今回の地震・津波・原発の災害において初動対応や情報開示で大きなミスを重ねた民主党政権の幹部に何とも不安を感じ、また違和感を感じている国民は多いであろう。それはこの「国家的危機」の対応に相応しくない「反国家」運動を政治活動の原点とする人間が政権の中枢を担っている事にある。この違和感というものは既に今回の災害前から醸成されてきた。まずは「普天間基地移設問題」、続く「尖閣諸島問題」、「北方領土問題」の度重なる失策、そして災害直前の「土肥議員の竹島放棄サイン問題」更には「前原、菅両氏の在日外国人からの不法献金問題」の露呈と続いてきていたからである。
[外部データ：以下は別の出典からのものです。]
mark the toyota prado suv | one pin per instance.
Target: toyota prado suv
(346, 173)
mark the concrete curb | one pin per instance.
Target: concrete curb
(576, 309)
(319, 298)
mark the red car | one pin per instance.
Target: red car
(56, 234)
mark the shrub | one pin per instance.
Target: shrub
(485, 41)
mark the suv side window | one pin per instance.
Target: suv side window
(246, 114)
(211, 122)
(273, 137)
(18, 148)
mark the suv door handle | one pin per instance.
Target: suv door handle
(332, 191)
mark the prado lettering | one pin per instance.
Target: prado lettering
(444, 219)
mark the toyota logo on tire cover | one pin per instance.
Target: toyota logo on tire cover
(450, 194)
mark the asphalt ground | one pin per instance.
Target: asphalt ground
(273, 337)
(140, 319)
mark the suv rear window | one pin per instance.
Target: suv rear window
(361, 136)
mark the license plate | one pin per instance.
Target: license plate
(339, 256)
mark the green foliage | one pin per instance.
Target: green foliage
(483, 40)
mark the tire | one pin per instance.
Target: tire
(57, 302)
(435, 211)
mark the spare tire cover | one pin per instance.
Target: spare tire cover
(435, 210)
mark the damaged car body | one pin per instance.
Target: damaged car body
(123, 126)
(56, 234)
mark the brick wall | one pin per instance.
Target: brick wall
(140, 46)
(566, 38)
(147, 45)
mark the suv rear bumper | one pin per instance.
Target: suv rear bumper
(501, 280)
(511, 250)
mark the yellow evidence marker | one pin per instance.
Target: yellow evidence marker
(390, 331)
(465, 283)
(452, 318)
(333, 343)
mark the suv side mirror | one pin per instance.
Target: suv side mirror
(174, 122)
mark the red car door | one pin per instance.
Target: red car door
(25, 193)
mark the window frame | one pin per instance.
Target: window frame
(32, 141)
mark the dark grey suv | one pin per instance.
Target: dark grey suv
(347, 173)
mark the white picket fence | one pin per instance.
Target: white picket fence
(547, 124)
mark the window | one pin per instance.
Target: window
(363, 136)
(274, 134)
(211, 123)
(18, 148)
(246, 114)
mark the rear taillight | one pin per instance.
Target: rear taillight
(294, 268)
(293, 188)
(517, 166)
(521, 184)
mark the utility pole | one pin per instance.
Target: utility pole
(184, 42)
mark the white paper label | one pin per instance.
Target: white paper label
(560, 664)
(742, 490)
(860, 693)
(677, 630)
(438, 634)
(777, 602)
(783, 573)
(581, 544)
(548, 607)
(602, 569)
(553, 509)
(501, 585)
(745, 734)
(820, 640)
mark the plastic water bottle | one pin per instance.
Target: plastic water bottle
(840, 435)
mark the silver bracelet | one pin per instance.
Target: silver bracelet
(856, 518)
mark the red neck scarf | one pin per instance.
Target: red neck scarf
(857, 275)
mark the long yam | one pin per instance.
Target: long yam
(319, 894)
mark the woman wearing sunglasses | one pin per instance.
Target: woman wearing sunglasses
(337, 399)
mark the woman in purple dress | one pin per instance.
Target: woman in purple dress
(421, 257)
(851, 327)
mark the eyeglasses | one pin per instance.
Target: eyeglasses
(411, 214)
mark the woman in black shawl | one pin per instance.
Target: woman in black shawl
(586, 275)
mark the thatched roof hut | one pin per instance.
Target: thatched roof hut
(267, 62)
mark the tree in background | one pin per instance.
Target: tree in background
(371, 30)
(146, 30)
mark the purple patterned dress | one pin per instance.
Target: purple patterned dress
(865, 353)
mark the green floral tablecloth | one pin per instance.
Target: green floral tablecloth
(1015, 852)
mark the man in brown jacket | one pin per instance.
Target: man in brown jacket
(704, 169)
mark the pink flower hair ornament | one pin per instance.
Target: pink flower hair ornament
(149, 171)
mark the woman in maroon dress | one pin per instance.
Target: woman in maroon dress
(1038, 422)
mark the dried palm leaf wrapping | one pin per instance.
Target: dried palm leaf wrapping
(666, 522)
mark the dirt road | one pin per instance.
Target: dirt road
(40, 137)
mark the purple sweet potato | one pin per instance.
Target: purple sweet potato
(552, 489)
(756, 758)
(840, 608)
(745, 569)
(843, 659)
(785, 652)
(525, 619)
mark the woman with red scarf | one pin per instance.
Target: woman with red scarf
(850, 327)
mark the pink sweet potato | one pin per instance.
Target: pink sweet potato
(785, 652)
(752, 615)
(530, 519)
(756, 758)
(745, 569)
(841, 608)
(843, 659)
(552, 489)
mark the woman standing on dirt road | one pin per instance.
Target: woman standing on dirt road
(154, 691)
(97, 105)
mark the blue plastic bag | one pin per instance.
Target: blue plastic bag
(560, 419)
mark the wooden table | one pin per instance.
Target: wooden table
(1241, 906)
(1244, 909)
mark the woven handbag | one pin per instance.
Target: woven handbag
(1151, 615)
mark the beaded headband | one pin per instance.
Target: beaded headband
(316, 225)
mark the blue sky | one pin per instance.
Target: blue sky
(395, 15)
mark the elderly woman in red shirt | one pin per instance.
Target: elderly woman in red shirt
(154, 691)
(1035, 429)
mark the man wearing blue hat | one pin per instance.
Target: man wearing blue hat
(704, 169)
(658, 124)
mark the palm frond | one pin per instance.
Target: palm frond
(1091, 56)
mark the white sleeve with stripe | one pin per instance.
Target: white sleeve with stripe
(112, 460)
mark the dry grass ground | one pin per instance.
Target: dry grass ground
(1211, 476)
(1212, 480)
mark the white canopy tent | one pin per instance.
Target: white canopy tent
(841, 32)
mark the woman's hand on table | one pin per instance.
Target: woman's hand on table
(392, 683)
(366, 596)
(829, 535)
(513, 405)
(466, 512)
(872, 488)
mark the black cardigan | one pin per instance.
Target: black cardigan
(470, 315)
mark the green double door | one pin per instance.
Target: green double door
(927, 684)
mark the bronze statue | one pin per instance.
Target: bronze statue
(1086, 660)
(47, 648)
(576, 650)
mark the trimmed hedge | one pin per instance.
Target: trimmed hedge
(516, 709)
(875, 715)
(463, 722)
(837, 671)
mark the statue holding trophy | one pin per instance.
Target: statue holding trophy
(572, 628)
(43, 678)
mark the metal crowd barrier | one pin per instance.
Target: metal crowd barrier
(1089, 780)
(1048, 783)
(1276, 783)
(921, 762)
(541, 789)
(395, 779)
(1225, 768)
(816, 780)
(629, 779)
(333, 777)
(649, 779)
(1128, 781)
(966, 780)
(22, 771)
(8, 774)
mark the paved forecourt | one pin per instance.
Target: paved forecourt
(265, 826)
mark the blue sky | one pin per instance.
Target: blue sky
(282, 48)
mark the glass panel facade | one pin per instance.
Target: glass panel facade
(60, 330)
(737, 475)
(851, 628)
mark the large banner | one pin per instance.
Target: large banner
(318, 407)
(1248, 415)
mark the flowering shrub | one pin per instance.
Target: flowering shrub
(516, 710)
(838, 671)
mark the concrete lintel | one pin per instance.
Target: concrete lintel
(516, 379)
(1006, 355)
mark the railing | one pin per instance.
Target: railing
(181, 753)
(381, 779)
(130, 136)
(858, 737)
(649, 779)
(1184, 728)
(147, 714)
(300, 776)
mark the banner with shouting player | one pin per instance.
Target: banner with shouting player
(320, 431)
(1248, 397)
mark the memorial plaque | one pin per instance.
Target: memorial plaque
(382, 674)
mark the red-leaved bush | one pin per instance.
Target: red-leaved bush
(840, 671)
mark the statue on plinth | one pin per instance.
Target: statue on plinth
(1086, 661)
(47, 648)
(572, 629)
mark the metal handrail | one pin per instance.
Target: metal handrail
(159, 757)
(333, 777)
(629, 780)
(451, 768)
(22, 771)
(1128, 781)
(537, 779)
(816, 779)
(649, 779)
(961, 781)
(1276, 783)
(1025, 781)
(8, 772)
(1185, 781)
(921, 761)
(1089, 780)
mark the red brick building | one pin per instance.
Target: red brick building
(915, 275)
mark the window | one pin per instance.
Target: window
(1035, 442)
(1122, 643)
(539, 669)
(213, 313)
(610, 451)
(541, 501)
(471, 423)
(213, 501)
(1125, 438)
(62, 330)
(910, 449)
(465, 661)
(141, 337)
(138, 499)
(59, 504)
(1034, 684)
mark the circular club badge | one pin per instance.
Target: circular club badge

今回の大災害では、その政府の中枢を担う人達が、つい最近まで徹底して存在そのものを否定し批判してきた自衛隊と在日米軍に大きく救われてきているのが何とも「イソップの童話」的で皮肉な話だ。勿論、災害対応への献身的な努力は自衛隊と米軍だけのものではなく、自治体、地元住民、警察、消防、海上保安庁、一般国民にもよるものであるのは言うまでもないが。その菅総理が防衛大学の卒業式で「自衛隊員を誇りに思う」と述べたというのがこの大いなる矛盾と欺瞞の極まりの頂点だ。まさに「暴力装置養成機関」と思われて来た大学の学生達にとっては「あなただけには言われたくない」の一言だろう。
「国民」と言わず「市民」と言い続けて「国家」を否定してきた市民運動家であり、1999年の国旗・国家法案採決の際、民主党内の自主投票でも反対票を投じた菅・枝野両氏にこの危機に際した「国家」を担う資格はない。この問題に関して反対票を投じた理由を聞かれた菅氏の国会答弁は「国歌は何かもっと元気なものの方が良いと思った」とこじつけとも思われる苦笑まじりのものであった映像が印象的だ。菅氏は「反国家」の立場を貫き、君が代を「音楽的」にではなく、自らの信念であった「政治的」に否定するなら堂々とそう言えば良いではないか。それであればそれで筋が通っている。この答弁こそにこの男の姑息で品性下劣なところが如実に現れている。こういう男がリーダである政党を愚かにも国民は選挙で選んだのである。